John was obsessed with efficiency, and it was evident in both his professional and personal life. One of John's more groundbreaking contributions to his surgery practice was the implementation of what he called "time and motion studies". At one point he mounted a dozen or so cameras in his surgery room to document EVERY move that he and his staff made during a surgical procedure. Everything from instrument placement to order of procedure, to the placement of personnel around the table was then analyzed for modified for optimal efficiency of process. The end goal of this study was to make the procedure so perfectly organized by eliminating all wasted movement that the time the patient spent under anesthesia was cut down significantly, thereby decreasing overall risk to the patient.

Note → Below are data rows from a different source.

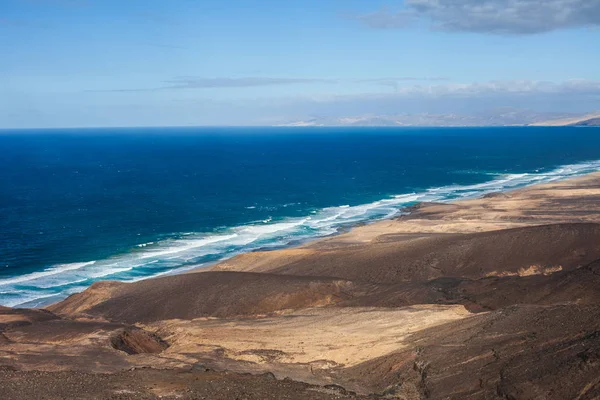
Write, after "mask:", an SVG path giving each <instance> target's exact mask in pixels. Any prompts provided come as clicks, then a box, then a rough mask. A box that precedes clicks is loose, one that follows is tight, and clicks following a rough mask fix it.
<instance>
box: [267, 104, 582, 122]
mask: <svg viewBox="0 0 600 400" xmlns="http://www.w3.org/2000/svg"><path fill="white" fill-rule="evenodd" d="M583 117H584V116H583V115H582V114H573V113H540V112H535V111H532V110H523V109H516V108H509V107H507V108H500V109H494V110H490V111H487V112H482V113H477V114H473V115H465V114H452V113H449V114H430V113H421V114H394V115H360V116H342V117H332V116H314V117H309V118H304V119H290V120H287V121H281V122H280V123H276V124H274V125H277V126H510V125H538V124H542V125H543V124H544V123H543V122H544V121H550V120H552V121H571V123H573V121H574V122H581V121H583V119H582V118H583ZM587 118H589V115H588V116H587ZM569 124H570V123H569ZM569 124H563V125H569Z"/></svg>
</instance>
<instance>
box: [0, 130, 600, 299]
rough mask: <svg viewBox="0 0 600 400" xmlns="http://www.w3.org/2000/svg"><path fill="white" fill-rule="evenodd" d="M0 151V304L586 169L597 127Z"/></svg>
mask: <svg viewBox="0 0 600 400" xmlns="http://www.w3.org/2000/svg"><path fill="white" fill-rule="evenodd" d="M0 150H1V152H0V154H1V155H0V304H2V305H5V306H21V307H37V306H42V305H45V304H48V303H52V302H55V301H58V300H60V299H63V298H65V297H66V296H68V295H70V294H72V293H76V292H79V291H82V290H84V289H85V288H86V287H87V286H89V285H90V284H92V283H93V282H95V281H98V280H119V281H127V282H133V281H137V280H141V279H146V278H150V277H156V276H160V275H165V274H173V273H178V272H182V271H186V270H189V269H192V268H196V267H199V266H205V265H210V264H211V263H214V262H216V261H218V260H222V259H225V258H228V257H232V256H234V255H236V254H239V253H242V252H247V251H253V250H258V249H261V250H264V249H275V248H280V247H284V246H290V245H294V244H298V243H301V242H303V241H306V240H308V239H311V238H316V237H323V236H326V235H331V234H334V233H336V232H338V231H339V230H341V229H346V228H348V227H350V226H352V225H356V224H359V223H365V222H369V221H375V220H379V219H383V218H390V217H393V216H395V215H398V214H400V213H402V212H403V209H404V208H405V207H407V206H410V205H412V204H414V203H416V202H419V201H452V200H455V199H462V198H471V197H476V196H481V195H482V194H485V193H489V192H495V191H500V190H509V189H514V188H518V187H522V186H526V185H531V184H535V183H540V182H552V181H556V180H560V179H565V178H568V177H573V176H577V175H582V174H586V173H589V172H593V171H598V170H600V129H597V128H574V127H564V128H542V127H539V128H538V127H526V128H525V127H507V128H135V129H116V128H114V129H65V130H20V131H0ZM224 295H226V294H224Z"/></svg>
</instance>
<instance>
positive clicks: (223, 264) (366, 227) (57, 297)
mask: <svg viewBox="0 0 600 400" xmlns="http://www.w3.org/2000/svg"><path fill="white" fill-rule="evenodd" d="M596 163H597V162H596V161H593V160H592V161H586V162H581V163H579V164H573V165H563V166H559V167H556V168H553V169H550V170H548V171H545V172H543V173H539V174H538V173H523V174H507V175H504V176H498V177H495V178H494V179H492V180H489V181H485V182H482V183H479V184H474V185H450V186H443V187H437V188H431V189H427V190H423V191H422V192H418V193H413V194H404V195H399V196H393V197H390V198H385V199H381V200H378V201H376V202H374V203H368V204H361V205H358V206H354V207H367V208H369V210H370V209H371V208H370V207H373V206H374V207H387V208H390V207H391V206H390V203H387V202H391V203H399V204H402V202H405V201H406V200H405V199H406V198H409V197H410V196H414V197H415V198H419V197H420V198H424V197H429V198H431V197H438V198H439V197H444V196H448V193H453V191H454V193H458V195H461V194H464V193H468V192H470V191H476V190H479V191H481V193H479V194H478V195H477V197H474V198H466V199H465V198H455V199H451V200H444V199H441V200H434V201H437V202H440V203H441V204H461V203H462V202H465V201H467V202H468V201H471V200H476V199H480V198H481V197H482V196H483V197H485V196H489V195H490V194H493V193H512V192H515V191H519V190H527V189H528V188H531V187H535V186H536V185H539V184H540V183H531V184H529V185H527V184H526V185H525V186H521V187H516V188H515V187H512V186H514V185H518V184H519V183H520V181H521V180H534V181H538V180H540V179H549V180H552V179H555V182H562V181H565V180H571V179H579V178H582V177H585V176H587V175H589V174H590V173H587V174H586V173H584V174H583V175H576V176H575V177H573V176H567V177H565V178H562V177H561V178H562V179H558V180H556V176H560V174H565V175H572V174H577V171H578V170H582V169H583V170H585V169H592V168H594V167H595V165H596ZM573 167H574V168H573ZM569 168H571V169H569ZM565 169H566V171H565ZM596 172H597V171H596ZM596 172H591V174H593V173H596ZM542 184H544V183H542ZM482 185H483V187H482ZM501 185H508V186H509V187H508V188H506V189H504V190H501V191H497V190H490V189H494V188H496V187H498V186H501ZM460 191H462V193H461V192H460ZM446 192H448V193H446ZM430 193H433V194H431V195H430ZM454 195H456V194H454ZM398 197H402V199H400V200H399V199H398ZM411 203H413V205H402V206H398V208H396V211H395V215H394V216H393V217H391V218H387V219H380V218H375V219H372V220H359V221H356V222H354V223H352V222H350V223H348V224H347V225H342V226H340V227H338V228H337V231H336V232H334V233H330V234H326V235H323V236H321V235H317V236H312V237H306V238H302V239H294V238H292V239H291V240H289V242H288V243H285V244H281V245H278V246H276V247H271V248H269V246H264V247H263V248H257V249H244V250H241V251H240V252H239V253H238V254H235V255H226V256H225V257H224V258H223V259H221V260H217V261H213V262H209V263H206V264H205V263H202V264H196V265H194V266H186V267H175V268H174V269H173V270H169V271H164V272H161V273H159V274H155V275H154V276H146V277H143V278H142V279H140V280H146V279H157V278H161V277H164V276H173V275H179V274H189V273H195V272H201V271H213V270H223V266H224V265H227V264H228V263H230V260H232V259H233V260H237V259H238V258H240V257H247V258H248V257H249V256H248V254H264V253H272V252H278V251H288V252H289V251H292V250H294V249H304V248H307V247H314V246H318V245H319V244H320V243H332V242H335V241H336V240H338V239H336V238H341V239H345V240H346V242H348V243H349V242H352V239H349V238H351V237H353V236H354V237H355V238H356V237H357V236H356V234H357V233H365V232H368V231H371V234H370V235H371V237H372V236H373V235H375V236H376V235H377V234H378V233H379V234H386V233H393V232H394V230H392V231H391V232H386V229H385V227H384V228H383V229H382V230H381V231H378V230H377V229H378V228H379V227H382V226H384V225H386V224H388V223H389V221H395V220H397V219H398V218H409V216H406V215H403V214H404V213H405V210H411V212H412V213H413V214H414V212H415V210H413V208H414V204H421V203H422V202H421V201H419V200H416V201H415V202H411ZM424 203H425V204H427V203H428V201H427V200H425V201H424ZM382 204H383V205H382ZM330 208H332V209H335V210H336V212H339V211H343V210H342V209H341V207H330ZM338 209H340V210H338ZM351 209H352V207H351ZM359 211H360V210H359ZM386 212H388V211H386ZM321 217H323V216H321ZM285 221H286V220H285V219H284V220H283V221H280V222H279V223H285ZM502 227H503V226H498V229H501V228H502ZM413 233H414V232H413ZM282 235H283V234H282ZM276 240H279V238H276ZM365 240H366V239H365ZM361 241H363V239H361V238H358V242H361ZM127 254H128V253H127ZM125 256H126V255H125ZM125 256H123V257H125ZM116 257H121V256H116ZM111 259H112V257H109V258H106V259H101V260H98V261H94V264H95V265H94V268H103V264H106V263H107V260H111ZM178 269H181V271H177V270H178ZM42 272H43V271H42ZM19 277H21V275H20V276H19ZM22 277H25V278H27V275H22ZM122 279H124V278H122ZM105 280H119V278H117V277H115V278H112V279H102V280H100V282H102V281H105ZM119 281H121V282H128V280H127V279H124V280H119ZM92 284H93V283H92ZM87 288H89V286H86V287H81V288H80V289H79V290H80V291H84V290H86V289H87ZM80 291H79V292H80ZM48 297H50V300H49V301H44V300H43V299H40V300H41V301H38V300H31V301H29V303H31V304H29V305H26V307H47V306H50V305H52V304H55V303H57V302H60V301H62V300H64V298H65V297H64V295H61V294H59V293H57V294H53V295H51V296H48ZM17 306H19V305H17ZM20 307H24V306H23V305H20Z"/></svg>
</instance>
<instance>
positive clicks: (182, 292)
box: [0, 172, 600, 400]
mask: <svg viewBox="0 0 600 400" xmlns="http://www.w3.org/2000/svg"><path fill="white" fill-rule="evenodd" d="M598 243H600V173H599V172H596V173H593V174H588V175H585V176H581V177H577V178H574V179H568V180H562V181H559V182H552V183H546V184H541V185H540V184H538V185H532V186H529V187H525V188H520V189H517V190H513V191H510V192H504V193H501V194H490V195H487V196H484V197H483V198H477V199H470V200H462V201H460V202H454V203H444V204H440V203H425V204H420V205H418V206H416V207H414V209H413V210H412V212H411V213H410V214H408V215H404V216H401V217H399V218H395V219H391V220H385V221H380V222H377V223H374V224H371V225H364V226H360V227H356V228H354V229H352V230H350V231H349V232H346V233H343V234H340V235H336V236H333V237H329V238H323V239H321V240H317V241H312V242H310V243H307V244H305V245H301V246H298V247H295V248H290V249H283V250H274V251H269V252H259V253H244V254H242V255H240V256H238V257H235V258H233V259H230V260H227V261H226V262H224V263H221V264H218V265H217V266H215V267H213V268H211V269H210V270H208V271H207V270H205V269H202V270H201V272H198V273H188V274H180V275H172V276H165V277H159V278H155V279H147V280H143V281H139V282H135V283H121V282H114V281H113V282H110V281H102V282H97V283H95V284H93V285H92V286H91V287H90V288H88V289H87V290H85V291H83V292H81V293H78V294H74V295H72V296H70V297H69V298H67V299H66V300H64V301H62V302H60V303H57V304H54V305H52V306H49V307H47V308H46V309H44V310H34V309H10V308H3V307H0V377H2V374H3V373H5V372H4V371H8V372H6V373H10V374H13V375H14V376H16V377H21V378H23V379H29V377H30V376H31V374H32V373H35V374H38V375H37V376H41V375H39V373H38V371H44V374H46V375H43V377H44V379H48V381H49V382H51V384H52V385H56V386H57V387H62V386H61V385H57V384H56V382H63V381H64V379H77V375H76V374H81V373H85V374H88V375H86V378H85V379H86V380H96V379H99V377H100V376H102V379H104V380H105V381H106V382H108V384H106V385H102V386H101V387H102V388H105V387H109V388H116V387H119V388H124V389H125V390H129V392H127V393H148V392H151V393H154V394H160V395H161V396H167V395H172V396H173V397H177V396H178V395H179V394H182V393H189V391H187V390H189V389H190V388H194V387H196V388H197V387H199V386H198V385H200V387H204V386H202V385H207V386H205V387H207V389H206V390H208V391H209V393H210V395H208V396H204V397H208V398H213V397H215V398H216V396H214V393H216V391H218V390H220V389H219V388H215V387H214V386H213V385H212V382H213V381H214V380H215V379H220V378H219V377H227V379H228V384H227V386H225V387H224V389H223V390H222V391H221V392H220V393H223V396H222V397H220V398H230V397H231V396H230V392H229V388H230V387H231V384H235V383H240V384H242V385H245V386H247V385H246V384H249V385H256V386H254V388H255V389H254V393H260V392H261V391H263V390H264V393H269V392H270V389H269V388H270V387H272V385H279V384H285V385H289V384H292V383H294V382H296V383H297V384H301V385H313V386H310V387H309V388H308V389H307V390H308V392H310V393H329V394H331V395H332V396H337V394H344V395H345V396H347V398H349V399H363V398H365V399H366V398H373V396H372V395H375V398H411V399H412V398H415V399H417V398H419V399H420V398H435V399H442V398H467V397H470V398H494V396H496V395H497V394H498V387H499V384H501V385H502V390H503V393H506V394H507V395H506V396H505V397H510V398H538V397H539V395H540V393H554V395H553V396H546V397H545V398H575V397H577V395H578V393H581V391H582V390H588V389H586V387H588V386H589V382H591V381H597V377H598V376H599V375H598V374H599V373H600V371H599V368H600V364H598V363H595V362H587V360H596V358H589V357H596V354H597V352H598V349H600V336H599V335H598V334H597V333H598V332H599V331H600V305H599V304H600V291H599V290H598V287H600V247H599V246H598ZM491 349H492V350H491ZM588 354H589V355H588ZM582 363H583V364H582ZM532 365H535V366H537V367H536V368H532V367H531V366H532ZM3 366H7V367H8V368H9V369H6V370H5V369H2V367H3ZM582 366H584V368H582ZM423 371H426V374H424V372H423ZM503 371H507V372H508V373H506V374H504V375H502V380H503V381H502V382H499V380H498V377H499V376H501V374H503V373H504V372H503ZM511 371H516V373H511ZM538 371H542V372H543V374H538ZM6 373H5V375H6ZM140 374H141V375H140ZM13 375H11V376H13ZM144 376H145V377H146V378H145V379H142V380H140V379H139V378H138V377H144ZM174 376H177V377H178V378H177V379H178V382H180V384H179V385H175V386H174V385H173V383H172V382H173V377H174ZM123 377H127V378H123ZM286 378H287V379H286ZM11 379H12V378H11ZM120 379H126V381H125V383H123V381H120ZM129 379H131V381H130V380H129ZM129 382H135V383H136V385H137V384H139V386H135V387H133V386H131V383H129ZM270 385H271V386H270ZM586 385H587V386H586ZM157 387H158V389H157ZM305 387H308V386H305ZM423 387H426V390H427V391H426V392H425V391H424V390H425V389H423ZM597 389H598V391H597V393H599V394H600V387H598V388H597ZM93 390H98V389H93ZM109 390H110V389H109ZM115 390H116V389H115ZM157 390H158V392H157ZM332 390H334V392H331V391H332ZM186 391H187V392H186ZM524 391H525V392H524ZM308 392H306V393H308ZM288 393H290V394H292V393H293V395H292V396H288V397H289V398H298V399H300V398H302V399H305V398H314V399H317V398H318V399H319V400H321V399H322V400H325V399H329V397H314V396H313V397H310V396H306V393H303V394H299V392H298V390H297V389H296V388H295V389H290V391H289V392H288ZM523 393H526V394H528V395H526V396H525V395H524V394H523ZM390 394H392V395H393V396H392V397H390V396H389V395H390ZM431 394H432V395H431ZM211 396H212V397H211ZM228 396H229V397H228ZM294 396H296V397H294ZM368 396H371V397H368ZM106 397H107V398H109V397H110V396H106ZM197 397H202V396H197ZM282 397H285V396H282ZM136 398H137V397H136ZM139 398H149V397H148V396H146V397H139ZM150 398H151V397H150ZM257 398H266V397H265V396H262V397H261V396H258V397H257ZM335 398H340V397H339V396H338V397H335Z"/></svg>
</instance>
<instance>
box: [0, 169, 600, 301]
mask: <svg viewBox="0 0 600 400" xmlns="http://www.w3.org/2000/svg"><path fill="white" fill-rule="evenodd" d="M599 170H600V161H591V162H585V163H579V164H573V165H565V166H561V167H559V168H556V169H554V170H551V171H548V172H535V173H521V174H508V175H495V176H493V179H491V180H489V181H487V182H483V183H478V184H474V185H450V186H443V187H437V188H429V189H426V190H424V191H421V192H418V193H405V194H399V195H396V196H392V197H389V198H385V199H381V200H378V201H375V202H372V203H368V204H360V205H353V206H351V205H342V206H339V207H327V208H323V209H320V210H314V211H313V212H312V213H311V214H310V215H308V216H305V217H298V218H287V219H279V220H277V219H273V218H269V219H267V220H265V221H262V222H256V223H252V224H248V225H242V226H235V227H230V228H227V229H223V230H221V231H219V232H210V233H195V232H186V233H180V234H177V235H173V236H172V237H171V238H167V239H164V240H160V241H154V242H148V243H143V244H140V245H138V246H135V247H134V248H132V249H131V250H130V251H129V252H127V253H124V254H116V255H114V256H112V257H109V258H107V259H103V260H94V261H87V262H78V263H72V264H60V265H54V266H49V267H48V268H46V269H44V270H42V271H39V272H33V273H30V274H26V275H21V276H16V277H11V278H6V279H0V304H2V305H6V306H13V307H14V306H21V307H39V306H41V305H43V304H46V303H49V302H54V301H58V300H60V299H62V298H65V297H66V296H68V295H70V294H73V293H76V292H80V291H82V290H84V289H85V288H86V287H88V286H89V285H90V284H92V283H93V282H95V281H98V280H107V279H110V280H119V281H125V282H135V281H139V280H142V279H147V278H152V277H157V276H163V275H168V274H175V273H180V272H183V271H186V270H190V269H193V268H197V267H201V266H203V265H208V264H210V263H214V262H217V261H219V260H224V259H226V258H229V257H233V256H235V255H237V254H240V253H243V252H248V251H254V250H258V249H274V248H280V247H283V246H286V245H289V244H290V243H298V242H300V241H303V240H308V239H311V238H317V237H323V236H327V235H331V234H334V233H336V232H338V231H339V230H340V229H341V228H345V227H348V226H352V225H355V224H357V223H361V222H366V221H376V220H381V219H385V218H391V217H394V216H396V215H398V214H400V213H402V212H403V209H404V208H405V207H407V206H410V205H412V204H415V203H417V202H423V201H429V202H431V201H436V202H450V201H453V200H457V199H466V198H473V197H477V196H481V195H485V194H487V193H492V192H498V191H505V190H510V189H515V188H519V187H524V186H528V185H531V184H536V183H547V182H554V181H558V180H561V179H566V178H571V177H575V176H579V175H583V174H587V173H590V172H595V171H599Z"/></svg>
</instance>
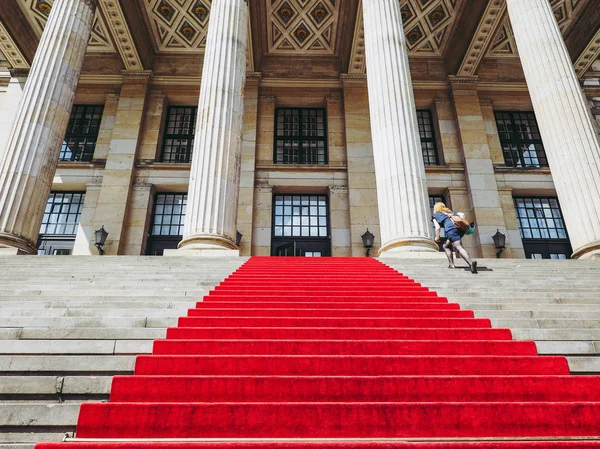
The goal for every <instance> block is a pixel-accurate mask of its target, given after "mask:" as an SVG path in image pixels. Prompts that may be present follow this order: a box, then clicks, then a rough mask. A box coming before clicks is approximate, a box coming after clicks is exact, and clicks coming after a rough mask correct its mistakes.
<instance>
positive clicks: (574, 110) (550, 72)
mask: <svg viewBox="0 0 600 449" xmlns="http://www.w3.org/2000/svg"><path fill="white" fill-rule="evenodd" d="M507 6H508V13H509V16H510V20H511V23H512V27H513V32H514V35H515V40H516V43H517V47H518V49H519V56H520V58H521V65H522V66H523V72H524V73H525V78H526V80H527V85H528V87H529V93H530V96H531V101H532V103H533V108H534V110H535V115H536V117H537V120H538V124H539V127H540V133H541V135H542V139H543V141H544V148H545V150H546V155H547V157H548V163H549V165H550V169H551V170H552V178H553V179H554V183H555V186H556V193H557V194H558V198H559V200H560V204H561V208H562V212H563V214H564V218H565V223H566V225H567V230H568V232H569V237H570V239H571V244H572V246H573V251H574V253H573V257H574V258H590V257H594V258H600V226H598V223H600V142H599V138H598V134H597V133H596V129H595V127H594V124H593V118H592V115H591V113H590V110H589V106H588V104H587V101H586V99H585V97H584V95H583V92H582V90H581V87H580V85H579V82H578V79H577V76H576V74H575V70H574V68H573V63H572V61H571V58H570V55H569V52H568V50H567V47H566V45H565V43H564V41H563V37H562V34H561V31H560V29H559V27H558V25H557V23H556V19H555V17H554V14H553V11H552V8H551V6H550V3H549V2H548V1H547V0H507Z"/></svg>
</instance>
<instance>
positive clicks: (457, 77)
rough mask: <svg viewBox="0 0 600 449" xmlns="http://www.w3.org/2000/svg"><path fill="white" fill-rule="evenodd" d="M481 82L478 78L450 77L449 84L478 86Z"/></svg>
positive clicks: (473, 77) (449, 76)
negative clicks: (477, 85)
mask: <svg viewBox="0 0 600 449" xmlns="http://www.w3.org/2000/svg"><path fill="white" fill-rule="evenodd" d="M478 81H479V77H478V76H454V75H450V76H449V77H448V82H449V83H450V84H477V82H478Z"/></svg>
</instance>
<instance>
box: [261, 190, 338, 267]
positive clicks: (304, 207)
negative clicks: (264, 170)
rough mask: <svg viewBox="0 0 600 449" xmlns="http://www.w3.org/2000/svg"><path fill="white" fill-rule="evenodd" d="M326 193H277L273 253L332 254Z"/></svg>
mask: <svg viewBox="0 0 600 449" xmlns="http://www.w3.org/2000/svg"><path fill="white" fill-rule="evenodd" d="M329 228H330V224H329V201H328V199H327V196H326V195H274V196H273V235H272V239H271V255H272V256H300V257H328V256H331V237H330V232H329Z"/></svg>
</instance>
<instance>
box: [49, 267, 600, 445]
mask: <svg viewBox="0 0 600 449" xmlns="http://www.w3.org/2000/svg"><path fill="white" fill-rule="evenodd" d="M178 324H179V325H178V327H177V328H172V329H169V330H168V332H167V338H166V339H164V340H157V341H156V342H155V343H154V350H153V353H152V355H144V356H138V358H137V362H136V367H135V375H134V376H117V377H115V379H114V381H113V385H112V392H111V397H110V401H109V402H108V403H87V404H84V405H82V407H81V413H80V417H79V423H78V427H77V438H81V439H93V440H94V441H79V442H72V443H59V444H51V443H46V444H38V445H37V448H38V449H61V448H62V449H65V445H66V446H67V447H68V448H72V449H103V448H105V449H175V448H181V447H183V446H185V447H186V448H188V449H216V448H231V449H241V448H248V447H251V448H256V449H266V448H281V449H283V448H287V449H301V448H302V449H309V448H319V449H326V448H331V449H358V448H367V447H369V448H372V449H377V448H381V449H391V448H400V449H402V448H415V449H442V448H450V449H451V448H456V449H459V448H461V449H468V448H473V449H474V448H480V449H517V448H520V449H527V448H531V449H534V448H536V449H537V448H540V449H541V448H581V449H583V448H592V447H594V448H600V418H599V417H600V379H599V378H598V377H593V376H578V377H575V376H570V375H569V370H568V365H567V362H566V359H565V358H564V357H540V356H538V355H537V352H536V347H535V344H534V343H533V342H528V341H513V340H512V337H511V334H510V331H509V330H508V329H492V328H491V325H490V321H489V320H487V319H482V318H474V316H473V313H472V312H471V311H465V310H460V308H459V306H458V305H457V304H450V303H448V300H447V299H446V298H442V297H439V296H438V295H437V294H436V293H435V292H432V291H429V290H428V289H427V288H426V287H423V286H421V285H420V284H418V283H416V282H413V281H412V280H411V279H409V278H407V277H406V276H402V275H400V274H398V273H397V272H396V271H394V270H393V269H391V268H389V267H387V266H385V265H383V264H381V263H379V262H377V261H376V260H374V259H367V258H335V259H332V258H329V259H317V258H315V259H313V258H306V259H303V258H267V257H264V258H263V257H254V258H251V259H250V260H249V261H248V262H247V263H246V264H244V265H243V266H242V267H241V268H240V269H239V270H237V271H236V272H235V273H234V274H232V275H231V276H230V277H229V278H228V279H226V280H225V281H224V282H223V283H221V285H219V286H218V287H216V288H215V289H214V290H213V291H211V292H210V294H209V295H208V296H206V297H205V298H204V301H202V302H199V303H198V304H197V307H196V308H195V309H191V310H190V311H189V313H188V316H186V317H182V318H180V320H179V323H178ZM582 437H587V438H586V440H579V438H582ZM590 437H599V438H598V439H595V438H592V439H589V438H590ZM107 438H118V439H169V438H173V439H196V440H195V441H184V442H183V441H182V442H173V443H169V442H165V441H153V442H149V441H146V442H141V441H119V442H106V441H105V442H102V441H101V440H102V439H107ZM389 438H391V439H393V440H391V441H390V440H388V441H384V440H381V439H389ZM202 439H213V440H204V441H202ZM219 439H220V440H221V441H219ZM228 439H238V440H237V441H235V440H228ZM239 439H241V440H239ZM250 439H256V440H253V441H252V440H250ZM269 439H279V440H275V441H270V440H269ZM332 439H333V440H334V441H332ZM378 439H379V440H378ZM395 439H398V440H395ZM413 439H417V440H418V439H421V441H414V440H413ZM428 439H429V440H434V439H435V440H437V441H427V440H428ZM494 439H502V440H503V441H493V440H494ZM526 439H527V440H531V441H525V440H526ZM400 440H404V441H400ZM411 440H413V441H411ZM461 440H462V441H461ZM475 440H479V441H475ZM536 440H537V441H536Z"/></svg>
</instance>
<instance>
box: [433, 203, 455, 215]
mask: <svg viewBox="0 0 600 449" xmlns="http://www.w3.org/2000/svg"><path fill="white" fill-rule="evenodd" d="M438 212H444V213H447V214H449V213H450V212H452V211H451V210H450V209H448V208H447V207H446V205H445V204H444V203H441V202H440V203H435V206H433V213H434V214H437V213H438Z"/></svg>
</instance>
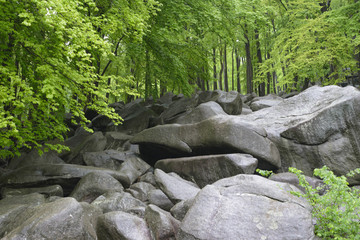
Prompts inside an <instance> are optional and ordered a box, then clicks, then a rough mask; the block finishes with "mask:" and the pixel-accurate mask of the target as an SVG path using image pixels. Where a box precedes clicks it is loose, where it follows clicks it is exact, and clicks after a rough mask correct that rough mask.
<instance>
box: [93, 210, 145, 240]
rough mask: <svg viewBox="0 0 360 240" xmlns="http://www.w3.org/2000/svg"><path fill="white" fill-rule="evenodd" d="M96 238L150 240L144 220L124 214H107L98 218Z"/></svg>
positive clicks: (131, 215)
mask: <svg viewBox="0 0 360 240" xmlns="http://www.w3.org/2000/svg"><path fill="white" fill-rule="evenodd" d="M96 229H97V231H96V232H97V236H98V238H99V239H101V240H113V239H123V240H151V235H150V230H149V228H148V227H147V225H146V222H145V220H143V219H142V218H139V217H137V216H134V215H132V214H129V213H125V212H120V211H117V212H109V213H105V214H104V215H102V216H100V217H99V220H98V225H97V228H96Z"/></svg>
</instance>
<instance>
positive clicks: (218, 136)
mask: <svg viewBox="0 0 360 240" xmlns="http://www.w3.org/2000/svg"><path fill="white" fill-rule="evenodd" d="M131 142H132V143H136V144H139V145H140V151H141V153H142V154H143V155H145V156H147V157H149V158H150V160H149V161H156V160H159V159H164V158H174V157H176V156H178V157H179V156H180V157H183V156H189V155H206V154H209V153H214V154H219V153H248V154H251V155H253V156H254V157H255V158H257V159H258V160H259V167H260V168H263V169H265V167H267V168H279V167H280V166H281V162H280V155H279V152H278V150H277V148H276V146H275V145H274V144H273V143H272V142H271V141H270V140H269V139H268V138H267V135H266V131H265V130H264V129H263V128H260V127H257V126H255V125H253V124H250V123H244V120H242V119H241V118H239V117H238V116H215V117H212V118H210V119H207V120H204V121H202V122H200V123H196V124H186V125H179V124H169V125H162V126H156V127H153V128H151V129H147V130H144V131H143V132H141V133H139V134H137V135H135V136H134V138H132V139H131Z"/></svg>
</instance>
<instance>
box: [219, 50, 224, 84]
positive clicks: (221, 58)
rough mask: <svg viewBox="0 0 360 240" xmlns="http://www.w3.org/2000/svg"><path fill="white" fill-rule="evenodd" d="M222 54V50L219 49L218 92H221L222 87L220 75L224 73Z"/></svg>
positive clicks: (222, 57)
mask: <svg viewBox="0 0 360 240" xmlns="http://www.w3.org/2000/svg"><path fill="white" fill-rule="evenodd" d="M222 52H223V50H222V48H220V73H219V87H220V90H223V87H222V74H223V71H224V61H223V54H222Z"/></svg>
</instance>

His thinking was no different in his fly-tying and rod building, and both the Orange Doctor and Yellow Doctor are perfect examples of that....simple, beautiful patterns that can be tied quickly with a minimum of materials that are wildly effective on the water. Both of these patterns exhibit John's unique Krystal Flash head, and would be a great pattern for a beginning saltwater tyer to learn the basics of Keys style tarpon flies.